Towards the very end of her life, she was in agony. Trying to comfort her, I got Hospice to bring her a softer mattress so that she could sleep. They did. Then one day, I got a call filled with rage. Mom told me that she never wanted to speak with me again. Why, I thought to myself. Why when we are finally bonding is she throwing my love away... again.
The hurt seared my heart. I gave up. Then, her nurse called me and said that she believed my mom was going to pass any day. She told me that I needed to call Mom, no matter what she had done. I did and during that call, my whole life with her became clear.
Through sobs, Mom said, "You must be very disappointed in me!"
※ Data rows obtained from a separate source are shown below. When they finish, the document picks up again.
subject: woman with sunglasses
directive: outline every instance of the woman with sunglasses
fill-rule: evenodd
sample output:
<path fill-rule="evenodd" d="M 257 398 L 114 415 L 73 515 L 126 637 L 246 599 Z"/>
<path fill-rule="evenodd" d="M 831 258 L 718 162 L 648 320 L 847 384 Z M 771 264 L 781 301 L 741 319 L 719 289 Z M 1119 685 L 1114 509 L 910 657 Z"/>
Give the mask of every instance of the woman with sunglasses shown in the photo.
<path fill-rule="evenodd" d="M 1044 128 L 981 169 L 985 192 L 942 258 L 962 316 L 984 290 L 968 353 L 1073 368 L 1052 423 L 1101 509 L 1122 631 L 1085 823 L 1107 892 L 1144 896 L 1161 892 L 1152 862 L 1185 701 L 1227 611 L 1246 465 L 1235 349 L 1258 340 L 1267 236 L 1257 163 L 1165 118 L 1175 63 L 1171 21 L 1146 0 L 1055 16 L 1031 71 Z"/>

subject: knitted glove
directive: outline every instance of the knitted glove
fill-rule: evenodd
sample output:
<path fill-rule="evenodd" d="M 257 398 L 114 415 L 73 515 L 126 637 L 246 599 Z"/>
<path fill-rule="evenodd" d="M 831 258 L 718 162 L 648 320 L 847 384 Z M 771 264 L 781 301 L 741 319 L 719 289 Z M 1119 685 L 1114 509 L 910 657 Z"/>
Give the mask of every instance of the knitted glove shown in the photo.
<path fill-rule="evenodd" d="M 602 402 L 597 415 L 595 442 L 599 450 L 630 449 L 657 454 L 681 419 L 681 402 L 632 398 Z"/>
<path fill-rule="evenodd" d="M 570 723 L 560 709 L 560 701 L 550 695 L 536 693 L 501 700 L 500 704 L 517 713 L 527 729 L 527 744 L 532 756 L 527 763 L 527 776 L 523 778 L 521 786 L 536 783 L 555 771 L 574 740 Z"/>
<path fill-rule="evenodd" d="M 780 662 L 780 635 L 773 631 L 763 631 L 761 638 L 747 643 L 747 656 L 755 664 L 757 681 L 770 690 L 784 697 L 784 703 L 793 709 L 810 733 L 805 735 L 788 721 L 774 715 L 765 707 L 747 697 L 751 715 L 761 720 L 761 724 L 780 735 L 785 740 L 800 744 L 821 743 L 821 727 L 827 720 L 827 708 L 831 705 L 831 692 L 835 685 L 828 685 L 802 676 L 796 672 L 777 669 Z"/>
Disappointed? "Why would I be disappointed?" I asked, feeling totally thrown off.
"Because you got me that mattress for me and I couldn't get on it," she answered. "I know you tried so hard to make everything okay for me, you must be so disappointed..."
Finally, everything became crystal clear. All the anger she showed me was because the thought of being vulnerable must have made her feel unprotected and weak. So many people had hurt her and she didn't want to get too close to me because I might hurt her too.
Something re-wired my heart. Love flowed through me and I realized that it is never too late to forgive.
On the day that Mom passed, I had a knowing and filled the room with white roses. As my mom went through her transition, I had the honor of holding her hand and singing all of her favorite songs. She mouthed the name of Hannah, her beloved grandmother, and then with her last breath, Mom said that she loved me... 25 times. Those words still reverberate in my heart!
Then I watched in wonder as a bolt of light seemed to fly out of her body. My mom, as I knew her, was gone. Yet, a new mom, one that is an angel on my shoulder, is a constant reminder that once a personality transitions, only pure love can come through.